Quand une SCM achète les locaux communs, elle devient une super niche fiscale.

En effet, les services fiscaux admettent que la SCM puisse bénéficier de certains régimes de faveur.

Elle peut tout d'abord bénéficier du régime d'exonération de plus-value des petites entreprises de l'article 151 septies du CGI. Ce régime prévoit une exonération totale des plus-values réalisées à condition que le chiffre d'affaires ne dépasse pas certains seuils, 90 K€ pour les prestations de service.

Les recettes d'une SCM ce sont les remboursements de ses associés. Il suffit donc que ces remboursements ne dépassent pas 90 K€ par an pour que la SCM soit exonérée de plus-value, y-compris sur ses immeubles.

La SCM est exonérée de plus-value, quel que soit le chiffre d'affaires de ses associés. Ce qui compte c'est que son propre chiffre d'affaires reste inférieur à 90 K€, ce qui est relativement facile.

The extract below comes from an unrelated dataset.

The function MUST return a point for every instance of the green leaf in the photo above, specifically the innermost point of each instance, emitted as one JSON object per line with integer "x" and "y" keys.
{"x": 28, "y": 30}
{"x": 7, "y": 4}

Prenons par exemple deux médecins. En 2016, ils créent une SCM pour acheter leur cabinet médical commun. Le prix d'achat est 500 K€, dont 400 K€ correspondant au prix de la construction et 100 K€ au prix du terrain. La construction est amortie sur 20 ans, soit 20 K€ d'amortissement annuel. La SCM a 20 K€ par an d'amortissements et elle répercute cette charge sur ses associés. Le résultat fiscal de la SCM est neutre mais ses associés peuvent déduire tous les ans 20 K€ de leur résultat imposable au titre de la participation versée à la SCM.

35 ans plus tard, les médecins prennent leur retraite. La SCM vend le cabinet pour un prix de 3 M€, soit une plus-value fiscale de 2,9 M€ (compte tenu de la valeur du terrain de 100 K€, le bien étant totalement amorti).

Cette plus-value est, de droit, intégralement exonérée d'impôt. Elle n'est soumise à cotisations sociales qu'à hauteur de son montant à court terme, soit 400 K€ (le montant des amortissements déduits).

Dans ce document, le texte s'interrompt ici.